Vern, My overly large fingers hurt:dash2::dash2::dash2: just looking at the small pieces in those Eggs. Amazing and thanks for the pics.


----------



## Vern Tator (Jun 25, 2012)

Ohoh, I guess I shouldn't have shown it. I think Jimmy was planning on surprising you with it.:rotflmao3::rotflmao3::rotflmao3::rotflmao3:


----------



## DKMD (Jun 25, 2012)

Amazing stuff, Vern... That segmented stuff is mind boggling! Thanks for sharing!


----------



## Vern Tator (Jun 27, 2012)

OK, so here is another installment of pictures. The first is a "quark" that when scanned with a cell phone scanner app leads you to the AAW website.

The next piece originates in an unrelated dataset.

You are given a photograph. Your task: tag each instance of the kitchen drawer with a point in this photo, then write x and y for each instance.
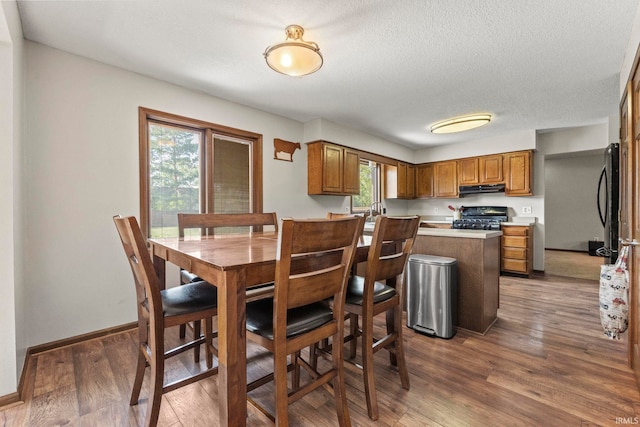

The photo doen not do this dish justice, It is a square dish with a nice shallow shape. probably to keep the quark from distorting to much to be scannable. 
[attachment=7176]

Then we have one that addresses the old question of the foot of a bowl. Apparently this turner thought he had the foot size question figured out, but he wanted his vessel to stand on it's own 2 feet.
[attachment=7177] 

Lest anyone think I was attracted only to the odd, here is a Calabash that was beautifully proportioned out of an amazing piece of Koa. I wish I had a scale for it, but I think it was about 12".
[attachment=7178] 

More later.


----------



## Vern Tator (Jul 1, 2012)

So for some reason segmentation really got my attention this year. This guy really had it together.
[attachment=7331]

[attachment=7332] 

Then there was the guy who did a bowl that was a lot like a propeller.
[attachment=7333] 

It seems to me that this one was at least 30" long, a very cool design for a natural edged bowl. This brings to a close my collection of pictures from the instant gallery. I am really unimpressed with the number I took, but the gallery was large and so overwhelming, that this is what you get.


----------



## brown down (Jul 3, 2012)

amazing work!
whoever turned the last propeller one must have had a nice breeze in the shop that day


----------